Giving temporary tax cuts to working people, but permanent? I 
think that says a lot.
    It ballooned the deficit by $1.5 trillion, and the bill 
never paid for itself. I was brand new, so I was meeting with a 
lot of folks regarding the--this tax plan after I got elected 
and how it was going to impact. And I was always told by every 
expert these tax cuts never, ever pay for themselves. Supply-
side never worked. I mean, how many of you have heard about the 
Kansas experiment, where they tried to cut taxes and taxes and 
taxes. It blew up the deficit; it reduced revenue so much that 
their own Republican legislature had to repeal those tax cuts, 
and then had to override the Republican Governor Brownback's 
veto, right? Supply side doesn't work. Tax cuts never pay for 
themselves.
    But that is a story, it seems like, as old as time that 
people want to keep telling people. That is how--that is what 
you people sell. And then we have some people of this committee 
itself that are for the Trump tax cuts but are talking about 
the deficit as we speak on the floor. I find that just 
egregious.
    Five, it reduced the top tax rate for millionaires.
    And then six, it disallowed deductions for union dues, for 
union dues. This is peanuts, right? But who does that impact? 
It impacts construction workers, ironworkers, plumbers, 
teachers, nurses. Go on and on. The people that are building 
this country, the people that take care of our children, the 
people that are right now building the bridges, right, and our 
infrastructure, the people that are going to help make sure 
that the Francis Scott Key Bridge is rebuilt in record time. 
These are the people who we just--we took that away.
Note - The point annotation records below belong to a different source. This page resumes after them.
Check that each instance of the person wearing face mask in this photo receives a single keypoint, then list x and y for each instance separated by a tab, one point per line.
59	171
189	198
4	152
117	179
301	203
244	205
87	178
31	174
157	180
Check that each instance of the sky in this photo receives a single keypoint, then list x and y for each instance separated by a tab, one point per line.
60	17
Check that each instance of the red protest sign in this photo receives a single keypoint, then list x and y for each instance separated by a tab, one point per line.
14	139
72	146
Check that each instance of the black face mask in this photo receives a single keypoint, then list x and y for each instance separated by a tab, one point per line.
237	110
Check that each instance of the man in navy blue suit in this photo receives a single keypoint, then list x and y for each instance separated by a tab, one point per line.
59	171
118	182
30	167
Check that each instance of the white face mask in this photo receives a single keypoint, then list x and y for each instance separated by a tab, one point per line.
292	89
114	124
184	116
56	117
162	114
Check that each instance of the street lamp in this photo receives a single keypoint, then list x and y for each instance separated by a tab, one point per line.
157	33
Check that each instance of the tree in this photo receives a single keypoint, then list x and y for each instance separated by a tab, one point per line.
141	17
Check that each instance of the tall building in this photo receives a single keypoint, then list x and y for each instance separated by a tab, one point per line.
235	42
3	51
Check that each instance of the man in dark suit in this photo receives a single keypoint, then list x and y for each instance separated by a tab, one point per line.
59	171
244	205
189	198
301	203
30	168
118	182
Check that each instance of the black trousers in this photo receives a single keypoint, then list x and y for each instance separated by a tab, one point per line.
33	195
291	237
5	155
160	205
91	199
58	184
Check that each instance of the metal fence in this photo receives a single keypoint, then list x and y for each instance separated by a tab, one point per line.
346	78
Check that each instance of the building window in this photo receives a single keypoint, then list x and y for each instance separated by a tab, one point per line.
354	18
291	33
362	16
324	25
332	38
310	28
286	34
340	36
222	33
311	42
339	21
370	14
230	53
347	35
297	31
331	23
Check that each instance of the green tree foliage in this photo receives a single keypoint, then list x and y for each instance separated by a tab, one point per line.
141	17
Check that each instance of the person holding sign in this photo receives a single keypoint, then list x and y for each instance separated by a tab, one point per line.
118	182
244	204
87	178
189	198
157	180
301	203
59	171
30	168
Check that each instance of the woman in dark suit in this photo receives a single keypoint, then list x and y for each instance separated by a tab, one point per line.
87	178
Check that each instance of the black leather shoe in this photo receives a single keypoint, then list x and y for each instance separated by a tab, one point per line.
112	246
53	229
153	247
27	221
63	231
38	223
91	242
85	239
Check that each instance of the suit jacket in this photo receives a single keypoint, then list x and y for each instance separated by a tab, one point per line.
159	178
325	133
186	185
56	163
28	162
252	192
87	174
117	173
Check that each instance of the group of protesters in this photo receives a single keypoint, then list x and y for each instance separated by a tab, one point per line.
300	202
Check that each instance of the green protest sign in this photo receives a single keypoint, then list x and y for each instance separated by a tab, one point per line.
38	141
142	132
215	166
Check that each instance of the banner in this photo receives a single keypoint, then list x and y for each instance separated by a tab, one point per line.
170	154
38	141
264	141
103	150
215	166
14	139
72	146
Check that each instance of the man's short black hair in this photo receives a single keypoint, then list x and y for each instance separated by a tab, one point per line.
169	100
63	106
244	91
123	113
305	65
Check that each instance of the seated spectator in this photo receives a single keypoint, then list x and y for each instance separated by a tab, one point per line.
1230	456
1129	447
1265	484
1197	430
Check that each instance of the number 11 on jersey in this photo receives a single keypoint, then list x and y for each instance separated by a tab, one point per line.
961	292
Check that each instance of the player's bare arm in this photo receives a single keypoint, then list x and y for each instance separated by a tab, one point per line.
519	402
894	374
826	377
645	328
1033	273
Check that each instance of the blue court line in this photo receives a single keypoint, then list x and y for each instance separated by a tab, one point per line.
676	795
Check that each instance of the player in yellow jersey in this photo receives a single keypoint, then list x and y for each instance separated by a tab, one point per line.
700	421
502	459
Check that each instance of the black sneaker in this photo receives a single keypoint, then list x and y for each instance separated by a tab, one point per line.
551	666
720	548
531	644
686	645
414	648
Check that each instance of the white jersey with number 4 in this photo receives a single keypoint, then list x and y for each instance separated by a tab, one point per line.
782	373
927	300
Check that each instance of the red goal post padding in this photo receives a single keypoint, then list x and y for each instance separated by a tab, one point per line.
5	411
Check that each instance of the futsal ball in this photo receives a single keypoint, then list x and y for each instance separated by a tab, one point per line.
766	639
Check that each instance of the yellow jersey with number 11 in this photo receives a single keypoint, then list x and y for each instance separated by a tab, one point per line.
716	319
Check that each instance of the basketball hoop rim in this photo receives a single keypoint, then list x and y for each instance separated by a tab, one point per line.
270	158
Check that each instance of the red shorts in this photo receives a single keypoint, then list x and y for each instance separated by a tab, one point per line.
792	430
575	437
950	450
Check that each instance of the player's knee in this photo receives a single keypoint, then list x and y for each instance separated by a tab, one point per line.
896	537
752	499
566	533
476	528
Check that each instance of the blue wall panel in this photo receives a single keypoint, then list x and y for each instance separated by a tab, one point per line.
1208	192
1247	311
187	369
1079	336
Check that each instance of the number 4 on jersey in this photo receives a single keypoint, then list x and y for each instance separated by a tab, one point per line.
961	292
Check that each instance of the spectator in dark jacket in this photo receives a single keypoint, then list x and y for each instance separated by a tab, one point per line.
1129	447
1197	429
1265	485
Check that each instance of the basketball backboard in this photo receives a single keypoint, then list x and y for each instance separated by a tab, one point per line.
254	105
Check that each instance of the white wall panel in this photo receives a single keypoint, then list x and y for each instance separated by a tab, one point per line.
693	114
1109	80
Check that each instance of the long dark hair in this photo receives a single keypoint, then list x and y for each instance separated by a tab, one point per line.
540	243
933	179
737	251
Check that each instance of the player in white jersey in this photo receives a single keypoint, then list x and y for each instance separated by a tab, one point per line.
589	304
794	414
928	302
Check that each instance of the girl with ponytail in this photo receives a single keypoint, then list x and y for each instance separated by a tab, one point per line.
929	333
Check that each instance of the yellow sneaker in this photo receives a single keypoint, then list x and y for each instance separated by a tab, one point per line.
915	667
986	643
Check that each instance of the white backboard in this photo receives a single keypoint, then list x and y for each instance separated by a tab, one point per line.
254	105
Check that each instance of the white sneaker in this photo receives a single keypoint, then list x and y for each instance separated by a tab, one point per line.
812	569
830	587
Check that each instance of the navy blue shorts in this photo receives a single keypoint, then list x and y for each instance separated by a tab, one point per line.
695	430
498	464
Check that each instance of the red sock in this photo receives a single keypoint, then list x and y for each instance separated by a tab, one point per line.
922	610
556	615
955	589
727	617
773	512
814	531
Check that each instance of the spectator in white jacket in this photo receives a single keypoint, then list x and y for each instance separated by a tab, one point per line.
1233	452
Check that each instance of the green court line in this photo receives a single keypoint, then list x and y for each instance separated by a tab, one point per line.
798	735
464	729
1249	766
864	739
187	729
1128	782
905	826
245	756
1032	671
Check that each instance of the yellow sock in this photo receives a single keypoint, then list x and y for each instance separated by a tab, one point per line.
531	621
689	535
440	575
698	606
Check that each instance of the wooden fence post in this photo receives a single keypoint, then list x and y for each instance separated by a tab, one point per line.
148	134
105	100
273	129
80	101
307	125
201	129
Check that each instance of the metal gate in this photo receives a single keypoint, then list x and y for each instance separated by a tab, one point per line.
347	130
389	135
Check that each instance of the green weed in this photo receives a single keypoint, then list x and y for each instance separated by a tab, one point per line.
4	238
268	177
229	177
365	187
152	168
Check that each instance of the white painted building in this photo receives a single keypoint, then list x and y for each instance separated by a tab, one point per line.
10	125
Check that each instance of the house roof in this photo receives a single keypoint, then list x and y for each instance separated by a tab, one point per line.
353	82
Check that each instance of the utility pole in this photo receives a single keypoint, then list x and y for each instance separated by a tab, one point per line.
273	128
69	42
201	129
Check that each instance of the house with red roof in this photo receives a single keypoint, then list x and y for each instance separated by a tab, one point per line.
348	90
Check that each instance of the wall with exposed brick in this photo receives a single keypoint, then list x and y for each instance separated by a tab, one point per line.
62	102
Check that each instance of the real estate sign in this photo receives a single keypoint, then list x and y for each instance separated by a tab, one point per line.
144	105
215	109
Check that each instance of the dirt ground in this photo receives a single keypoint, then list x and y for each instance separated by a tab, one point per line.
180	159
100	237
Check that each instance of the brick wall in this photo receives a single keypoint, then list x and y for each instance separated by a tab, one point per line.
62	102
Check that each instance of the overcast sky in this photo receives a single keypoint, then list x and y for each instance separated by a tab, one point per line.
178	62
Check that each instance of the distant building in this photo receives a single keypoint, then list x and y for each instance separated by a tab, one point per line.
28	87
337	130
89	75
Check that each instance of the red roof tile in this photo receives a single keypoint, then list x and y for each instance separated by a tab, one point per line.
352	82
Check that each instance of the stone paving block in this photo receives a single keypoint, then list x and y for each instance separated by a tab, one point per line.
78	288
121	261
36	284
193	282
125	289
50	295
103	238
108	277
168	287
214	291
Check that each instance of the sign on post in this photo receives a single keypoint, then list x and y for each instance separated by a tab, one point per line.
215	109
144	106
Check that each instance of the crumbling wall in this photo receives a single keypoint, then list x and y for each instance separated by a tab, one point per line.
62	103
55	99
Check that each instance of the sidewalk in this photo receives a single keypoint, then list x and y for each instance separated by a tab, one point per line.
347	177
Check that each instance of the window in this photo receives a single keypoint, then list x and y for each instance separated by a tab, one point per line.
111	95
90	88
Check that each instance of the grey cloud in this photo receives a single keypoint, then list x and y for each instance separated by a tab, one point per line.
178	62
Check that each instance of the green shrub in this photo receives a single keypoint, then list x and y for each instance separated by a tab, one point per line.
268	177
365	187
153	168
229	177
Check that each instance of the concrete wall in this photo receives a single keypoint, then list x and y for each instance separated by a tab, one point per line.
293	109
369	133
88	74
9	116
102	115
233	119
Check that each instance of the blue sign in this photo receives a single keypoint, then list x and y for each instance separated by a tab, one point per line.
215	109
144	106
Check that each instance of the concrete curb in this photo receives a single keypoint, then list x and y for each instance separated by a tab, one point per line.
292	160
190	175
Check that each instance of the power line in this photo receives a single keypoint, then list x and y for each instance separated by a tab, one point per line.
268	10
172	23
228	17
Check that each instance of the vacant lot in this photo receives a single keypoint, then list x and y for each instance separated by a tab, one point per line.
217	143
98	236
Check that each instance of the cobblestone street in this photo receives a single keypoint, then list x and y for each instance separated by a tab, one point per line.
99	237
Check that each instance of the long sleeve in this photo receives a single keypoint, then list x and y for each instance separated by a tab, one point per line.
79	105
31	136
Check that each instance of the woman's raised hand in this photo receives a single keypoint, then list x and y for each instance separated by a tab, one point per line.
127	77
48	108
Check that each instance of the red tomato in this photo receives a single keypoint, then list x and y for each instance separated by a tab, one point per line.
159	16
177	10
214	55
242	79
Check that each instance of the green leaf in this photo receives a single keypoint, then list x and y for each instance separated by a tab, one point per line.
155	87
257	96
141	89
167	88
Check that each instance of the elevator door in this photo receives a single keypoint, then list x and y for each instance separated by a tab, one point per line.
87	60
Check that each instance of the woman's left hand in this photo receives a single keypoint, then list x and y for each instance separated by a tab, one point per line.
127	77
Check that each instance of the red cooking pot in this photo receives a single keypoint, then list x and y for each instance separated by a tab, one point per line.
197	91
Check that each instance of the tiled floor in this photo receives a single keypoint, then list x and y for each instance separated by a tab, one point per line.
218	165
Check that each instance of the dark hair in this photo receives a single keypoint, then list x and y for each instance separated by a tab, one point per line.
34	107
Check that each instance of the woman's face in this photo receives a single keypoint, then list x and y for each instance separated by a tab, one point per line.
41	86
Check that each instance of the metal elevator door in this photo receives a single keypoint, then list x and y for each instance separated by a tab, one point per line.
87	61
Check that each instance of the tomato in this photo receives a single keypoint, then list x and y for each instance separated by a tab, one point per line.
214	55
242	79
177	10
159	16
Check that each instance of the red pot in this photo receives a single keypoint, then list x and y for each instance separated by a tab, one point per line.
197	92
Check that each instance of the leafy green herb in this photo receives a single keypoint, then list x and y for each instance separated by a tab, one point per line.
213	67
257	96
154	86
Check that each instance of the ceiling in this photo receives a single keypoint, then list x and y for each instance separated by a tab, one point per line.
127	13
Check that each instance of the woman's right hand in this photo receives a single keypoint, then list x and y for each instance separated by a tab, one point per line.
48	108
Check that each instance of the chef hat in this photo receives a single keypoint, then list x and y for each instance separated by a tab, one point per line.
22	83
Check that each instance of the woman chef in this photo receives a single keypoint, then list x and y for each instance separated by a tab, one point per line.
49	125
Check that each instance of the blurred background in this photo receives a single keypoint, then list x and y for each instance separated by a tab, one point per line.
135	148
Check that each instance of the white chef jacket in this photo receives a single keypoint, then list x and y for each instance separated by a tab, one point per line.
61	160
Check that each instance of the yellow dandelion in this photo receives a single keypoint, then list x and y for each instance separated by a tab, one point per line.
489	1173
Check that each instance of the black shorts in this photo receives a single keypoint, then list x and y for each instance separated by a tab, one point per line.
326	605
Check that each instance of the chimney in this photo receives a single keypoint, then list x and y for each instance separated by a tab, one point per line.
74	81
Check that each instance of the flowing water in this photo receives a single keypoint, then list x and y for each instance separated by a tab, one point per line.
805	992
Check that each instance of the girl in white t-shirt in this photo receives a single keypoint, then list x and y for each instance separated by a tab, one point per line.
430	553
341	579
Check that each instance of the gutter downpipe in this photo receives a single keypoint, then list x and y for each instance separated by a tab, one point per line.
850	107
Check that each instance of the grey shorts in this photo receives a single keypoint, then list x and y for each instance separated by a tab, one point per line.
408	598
Why? It 
was not a big pay-for. It was to be petty and political.
    So a lot of what I have seen really just tells me where we 
see our country and what we value. The tax code is about 
values, in my belief, and you can do it in a way that supports 
working people or not. And I think that is what the Trump tax 
cuts did. At the same time, what Democrats want to do, we want 
to focus on policies and tax policy that helps working 
families, the middle class, gets us up and people who are 
struggling to get in the middle class make it a little bit 
easier. We want affordable childcare, affordable housing, and 
housing that is affordable. We want to cut the child poverty 
rate like we did under the American Rescue Plan.
    One last thing. We have a very different idea of what the 
role of government should be in people's lives. But I was 
listening--and with all due respect to one of the speakers--
said the greatest abuse of the Constitution of the United 
States in my lifetime was President Biden going to Europe and 
negotiating a minimum corporate income tax and giving them the 
power to cut--to tax corporate income in America, but if you 
don't raise the rate.
    Here is the thing. The greatest--that is exactly what I--we 
had it transcribed. The greatest abuse of the Constitution in 
my lifetime is when a former President incited a riot that 
tried to stop the peaceful transfer of power. That is the 
greatest abuse of our Constitution in my lifetime, attacking 
the idea of America itself, that it is a country that is 
governed, self-governed, by the consent of the people. That is 
the greatest abuse.
    And that is what really is--this is about, I believe our 
values. Democrats believe in our Constitution, the working 
class, and the middle class, and some don't.
    With that, I yield back.
    Chairman SMITH. Thank you. I want to thank each and every 
one of you for the 4 hours and 15 minutes that you have been 
part of this hearing. This is the beginning of what we are 
going to see over the next 20 months with the expiration of 
$4.3 trillion worth of tax cuts on all Americans. So we have a 
lot of work before us.
    Please be advised that members have two weeks to submit 
written questions to be answered later in writing. Those 
questions and your answers will be made part of the formal 
hearing record.
    With that, the committee is adjourned.